I have many. One of my favorites is Fellini’s “La Strada.” I love and am so touched by Gelsomina. The film is seamless and complex. My new film considers her when I cast and recently shot “Ginger Smith and Billy Gee.” Another is Agnes Varda’s “La Pointe Courte” and Marguerite Duras “India Song” both of which influenced my ability to structure narrative

Where do you look for inspiration for your films?

Which topics interest you the most?
I think stories that are part of our lives and our day- to- day experiences. I’m also a big reader of mysteries, and now that I’m older I am interested in older actors and their stories.

What do you consider your greatest achievement in your career?
I think my greatest achievement is that I am still painting and making films. It’s now over 50 years and I am gratefully still working.
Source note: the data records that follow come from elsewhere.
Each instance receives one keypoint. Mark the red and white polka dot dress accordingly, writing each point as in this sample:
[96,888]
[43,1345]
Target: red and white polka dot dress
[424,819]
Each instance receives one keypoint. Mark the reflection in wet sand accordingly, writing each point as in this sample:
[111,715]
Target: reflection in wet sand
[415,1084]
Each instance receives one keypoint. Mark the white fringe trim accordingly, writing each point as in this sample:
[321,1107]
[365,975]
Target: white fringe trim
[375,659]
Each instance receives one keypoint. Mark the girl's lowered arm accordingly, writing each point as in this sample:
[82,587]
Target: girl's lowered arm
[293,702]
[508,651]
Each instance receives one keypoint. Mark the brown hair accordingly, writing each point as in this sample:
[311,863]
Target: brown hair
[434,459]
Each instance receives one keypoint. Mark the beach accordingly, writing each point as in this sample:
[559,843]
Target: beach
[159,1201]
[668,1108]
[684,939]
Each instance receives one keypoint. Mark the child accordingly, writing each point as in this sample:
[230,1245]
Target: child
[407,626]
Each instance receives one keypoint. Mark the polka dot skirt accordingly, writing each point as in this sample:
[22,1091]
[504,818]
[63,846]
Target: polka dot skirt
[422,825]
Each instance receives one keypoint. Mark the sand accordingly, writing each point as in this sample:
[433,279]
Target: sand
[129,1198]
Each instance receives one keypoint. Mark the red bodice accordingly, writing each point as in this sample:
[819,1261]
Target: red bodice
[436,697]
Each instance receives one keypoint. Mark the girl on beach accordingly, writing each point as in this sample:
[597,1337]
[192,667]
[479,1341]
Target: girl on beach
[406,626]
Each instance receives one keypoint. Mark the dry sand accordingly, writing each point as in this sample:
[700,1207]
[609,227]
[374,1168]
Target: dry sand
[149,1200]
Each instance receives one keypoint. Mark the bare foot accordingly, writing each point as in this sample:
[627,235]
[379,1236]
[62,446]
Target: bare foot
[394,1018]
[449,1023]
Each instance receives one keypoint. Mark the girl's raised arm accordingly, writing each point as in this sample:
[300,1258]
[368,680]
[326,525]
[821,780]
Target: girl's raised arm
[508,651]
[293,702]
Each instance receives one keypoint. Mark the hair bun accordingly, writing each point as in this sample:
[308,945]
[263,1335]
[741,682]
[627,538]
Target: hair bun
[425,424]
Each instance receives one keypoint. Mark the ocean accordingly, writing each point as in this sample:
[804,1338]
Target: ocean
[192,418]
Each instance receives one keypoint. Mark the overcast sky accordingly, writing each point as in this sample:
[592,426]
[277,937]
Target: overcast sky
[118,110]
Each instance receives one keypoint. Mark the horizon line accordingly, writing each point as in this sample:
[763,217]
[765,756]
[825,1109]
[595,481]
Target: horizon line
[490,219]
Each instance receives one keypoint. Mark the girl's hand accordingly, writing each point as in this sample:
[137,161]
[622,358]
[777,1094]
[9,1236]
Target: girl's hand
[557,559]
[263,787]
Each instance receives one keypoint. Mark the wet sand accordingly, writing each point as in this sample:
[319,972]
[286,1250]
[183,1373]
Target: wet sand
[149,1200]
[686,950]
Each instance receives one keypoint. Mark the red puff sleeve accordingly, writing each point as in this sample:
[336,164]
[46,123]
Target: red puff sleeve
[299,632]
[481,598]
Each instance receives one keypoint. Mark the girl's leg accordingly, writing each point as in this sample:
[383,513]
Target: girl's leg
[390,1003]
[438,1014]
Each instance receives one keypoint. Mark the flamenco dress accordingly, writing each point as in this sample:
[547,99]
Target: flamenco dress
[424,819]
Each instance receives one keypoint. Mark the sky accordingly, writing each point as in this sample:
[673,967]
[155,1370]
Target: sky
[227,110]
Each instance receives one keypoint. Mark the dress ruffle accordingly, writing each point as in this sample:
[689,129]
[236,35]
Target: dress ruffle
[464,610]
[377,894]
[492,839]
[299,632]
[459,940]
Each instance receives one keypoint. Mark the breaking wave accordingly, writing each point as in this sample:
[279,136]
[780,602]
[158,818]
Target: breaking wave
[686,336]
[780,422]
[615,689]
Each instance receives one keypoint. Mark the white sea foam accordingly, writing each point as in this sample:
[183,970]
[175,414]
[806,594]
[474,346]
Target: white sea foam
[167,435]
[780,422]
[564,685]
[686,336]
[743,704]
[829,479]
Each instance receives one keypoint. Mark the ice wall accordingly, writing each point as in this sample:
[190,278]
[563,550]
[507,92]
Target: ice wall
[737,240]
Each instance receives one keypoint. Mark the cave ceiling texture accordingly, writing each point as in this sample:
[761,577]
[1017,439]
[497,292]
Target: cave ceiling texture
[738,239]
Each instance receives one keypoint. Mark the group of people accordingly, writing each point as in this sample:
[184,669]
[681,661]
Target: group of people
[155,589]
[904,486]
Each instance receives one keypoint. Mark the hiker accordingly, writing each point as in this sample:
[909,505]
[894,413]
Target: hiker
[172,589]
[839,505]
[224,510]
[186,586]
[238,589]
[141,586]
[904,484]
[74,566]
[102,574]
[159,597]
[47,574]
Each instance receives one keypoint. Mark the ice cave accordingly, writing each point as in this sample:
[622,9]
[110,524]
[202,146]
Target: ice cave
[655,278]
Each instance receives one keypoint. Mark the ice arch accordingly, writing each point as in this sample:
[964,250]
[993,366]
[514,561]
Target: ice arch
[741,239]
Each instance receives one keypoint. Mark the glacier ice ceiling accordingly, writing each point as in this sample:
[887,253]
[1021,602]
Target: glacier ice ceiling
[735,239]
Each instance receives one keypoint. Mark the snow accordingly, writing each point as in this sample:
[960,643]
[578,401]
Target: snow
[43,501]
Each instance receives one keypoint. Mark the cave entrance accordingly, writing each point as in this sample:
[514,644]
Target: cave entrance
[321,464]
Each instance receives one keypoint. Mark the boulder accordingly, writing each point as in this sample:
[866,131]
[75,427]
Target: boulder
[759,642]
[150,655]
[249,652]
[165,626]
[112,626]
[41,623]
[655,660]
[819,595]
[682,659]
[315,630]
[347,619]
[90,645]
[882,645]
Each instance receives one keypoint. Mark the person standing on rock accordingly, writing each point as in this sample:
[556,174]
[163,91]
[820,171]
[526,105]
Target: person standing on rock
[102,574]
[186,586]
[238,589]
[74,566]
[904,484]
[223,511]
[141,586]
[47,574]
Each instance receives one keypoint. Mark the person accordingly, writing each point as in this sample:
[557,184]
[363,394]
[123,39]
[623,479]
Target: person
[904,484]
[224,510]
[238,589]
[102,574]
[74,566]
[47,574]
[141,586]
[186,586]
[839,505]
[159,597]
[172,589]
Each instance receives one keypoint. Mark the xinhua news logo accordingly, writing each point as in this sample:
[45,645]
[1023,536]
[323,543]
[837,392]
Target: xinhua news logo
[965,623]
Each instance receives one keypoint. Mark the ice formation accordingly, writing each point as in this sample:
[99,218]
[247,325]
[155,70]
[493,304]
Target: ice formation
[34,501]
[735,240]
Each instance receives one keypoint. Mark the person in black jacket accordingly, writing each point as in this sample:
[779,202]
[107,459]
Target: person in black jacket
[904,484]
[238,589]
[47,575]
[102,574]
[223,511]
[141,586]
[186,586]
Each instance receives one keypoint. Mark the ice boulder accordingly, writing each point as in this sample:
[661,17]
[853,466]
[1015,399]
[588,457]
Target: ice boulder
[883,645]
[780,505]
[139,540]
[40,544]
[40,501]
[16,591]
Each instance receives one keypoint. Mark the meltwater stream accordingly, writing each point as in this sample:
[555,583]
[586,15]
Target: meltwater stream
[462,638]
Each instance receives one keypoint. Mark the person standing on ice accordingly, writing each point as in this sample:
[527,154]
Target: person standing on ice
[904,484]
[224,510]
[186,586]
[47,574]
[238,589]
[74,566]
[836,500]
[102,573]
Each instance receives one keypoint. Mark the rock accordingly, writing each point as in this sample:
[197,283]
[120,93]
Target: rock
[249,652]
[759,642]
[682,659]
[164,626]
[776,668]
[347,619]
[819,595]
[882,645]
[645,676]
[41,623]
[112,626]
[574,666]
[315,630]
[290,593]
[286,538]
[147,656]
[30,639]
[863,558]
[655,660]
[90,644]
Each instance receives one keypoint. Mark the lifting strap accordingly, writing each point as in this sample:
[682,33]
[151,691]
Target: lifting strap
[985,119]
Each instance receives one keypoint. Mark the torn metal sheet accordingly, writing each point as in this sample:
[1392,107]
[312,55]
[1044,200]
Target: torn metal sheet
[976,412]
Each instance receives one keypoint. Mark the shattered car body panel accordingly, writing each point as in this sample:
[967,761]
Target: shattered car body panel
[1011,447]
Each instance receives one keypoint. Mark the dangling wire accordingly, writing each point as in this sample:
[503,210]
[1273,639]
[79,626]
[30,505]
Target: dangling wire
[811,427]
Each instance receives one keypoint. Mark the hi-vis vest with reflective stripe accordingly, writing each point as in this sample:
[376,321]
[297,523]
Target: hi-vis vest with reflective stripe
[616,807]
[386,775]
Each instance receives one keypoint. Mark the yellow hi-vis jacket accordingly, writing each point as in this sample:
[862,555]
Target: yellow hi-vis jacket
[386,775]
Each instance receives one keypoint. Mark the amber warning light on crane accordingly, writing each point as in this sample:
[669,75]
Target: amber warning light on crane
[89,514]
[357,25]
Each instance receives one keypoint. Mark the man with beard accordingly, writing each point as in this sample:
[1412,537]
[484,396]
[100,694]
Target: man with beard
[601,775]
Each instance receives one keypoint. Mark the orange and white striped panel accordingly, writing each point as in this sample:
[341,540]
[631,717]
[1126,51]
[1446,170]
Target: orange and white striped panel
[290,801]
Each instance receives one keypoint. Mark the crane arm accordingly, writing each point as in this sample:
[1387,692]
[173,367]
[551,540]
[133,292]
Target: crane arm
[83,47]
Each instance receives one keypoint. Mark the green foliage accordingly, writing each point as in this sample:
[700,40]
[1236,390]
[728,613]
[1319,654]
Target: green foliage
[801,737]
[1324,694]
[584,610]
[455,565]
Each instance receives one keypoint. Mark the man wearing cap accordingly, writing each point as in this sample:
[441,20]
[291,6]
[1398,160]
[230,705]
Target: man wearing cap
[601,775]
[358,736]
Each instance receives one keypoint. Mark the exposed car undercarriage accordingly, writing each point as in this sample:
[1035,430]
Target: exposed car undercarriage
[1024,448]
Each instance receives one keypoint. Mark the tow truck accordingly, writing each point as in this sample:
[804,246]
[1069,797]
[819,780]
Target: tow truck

What do you consider most important about filming?
Figuring out how best to tell the story.

Which film technique of shooting do you consider the best?
I think any technique that doesn’t draw too much attention to itself and manages to convey the story.

How would you rate/What is your opinion about current filmmaking?
I try not to rate or judge current filmmaking. Even if I wind up walking out or stopping watching a film, there’s always an understanding of how much commitment it took to film it.

What can disappoint you in a movie?
If I know what’s coming, if the story is shallow and obvious, and if action is unnecessary and gratuitous.

Who supports you in your film career?
Filmmaker friends and my family.

What are the reactions to your film? (opinion of spectators, film critics, friends and family)
I think reactions differ. My films have a lot of dialogue, symbolism and metaphor, which is why they do best in an art film setting, and in Europe and South America.
My film “Dreaming Tango” won best experimental film and an audience award at the Cannes short film festival and my recent film, “Cock Robin” has won many awards. I am very grateful for this encouragement.


Have you already visited any of the prestigious film festivals?
Not the very big ones, but I’ve visited good film festivals in Amsterdam, Paris, Marfa TX and Canada.

What are your future plans in your filmmaking carreer?
I just finished shooting a live action film totally in greenscreen: “Ginger Smith and Billy Gee”, adapted from my graphic novel of the same name. I’m wishing myself luck with all the post production editing of this!